Everyone’s heard it before: If you boil a frog slowly, it’ll stay in the pot.
One morning you awaken and all is right with the world. You have a lovely date night planned, a dinner scheduled and even your best skirt fluffed. The skies are blue, you had a good, sweaty run and you’re feeling strong and optimistic.
You then have an innocent enough conversation with someone about friends. The sort of conversation that was meant to be encouraging – go out and make more friends! Live social and be happy! You’re a wonderful couple, so go out there and be wonderful!
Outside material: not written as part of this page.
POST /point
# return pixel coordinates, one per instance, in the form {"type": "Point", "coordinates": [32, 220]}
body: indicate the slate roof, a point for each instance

And the next thing you know, you’re eating cookies by the handful and crying over soggy grahams because you can’t keep the thoughts out of your head. They’ve been piling higher and higher with every action generating another log that sends you from a low simmer to a full boil: I need friends. Why don’t I have any? What’s wrong with me? Why aren’t we socializing? I am a failure! We’re a failure!
Frog, meet rapid boil.
The gradual poking of the burning embers meant that by the time I was full tilt depressed, it was too late. All that I could do was break down. Every single thought was feeding the fire that was keeping the water hot. I let them boil me.
And that’s the key word: Let.
I let them pile high – just waiting to be lit by a small flame. I didn’t stop the words inside and so they lit the next thought and the next. Everything I looked at, everything I did, fed the words, fed the pyre.
And for that, I am sorry. I’m not sorry we don’t go out every night and party. I’m not sorry that our small group of friends isn’t larger. And I’m certainly not sorry for loving my hubby enough that I want to spend every minute I have with him.
I’m only sorry that I let their words burn me.
But the sadness served a purpose beyond wet t-shirt sleeves and red eyes. By letting it all seep out, I gave myself the time to heal.
The fire might have scorched me and left me raspy and spent, but now I can see what’s really there. I can see how much the few friends I do have mean to me. That quantity is of course not king over quality. That even if all we had were each other, we are happy.
Sadness isn’t the end. It isn’t where we stop. It creates a pause, a time-out, where we can take that big, shaky breath and breathe.
We tip that pot, stamp out the flame and stand again.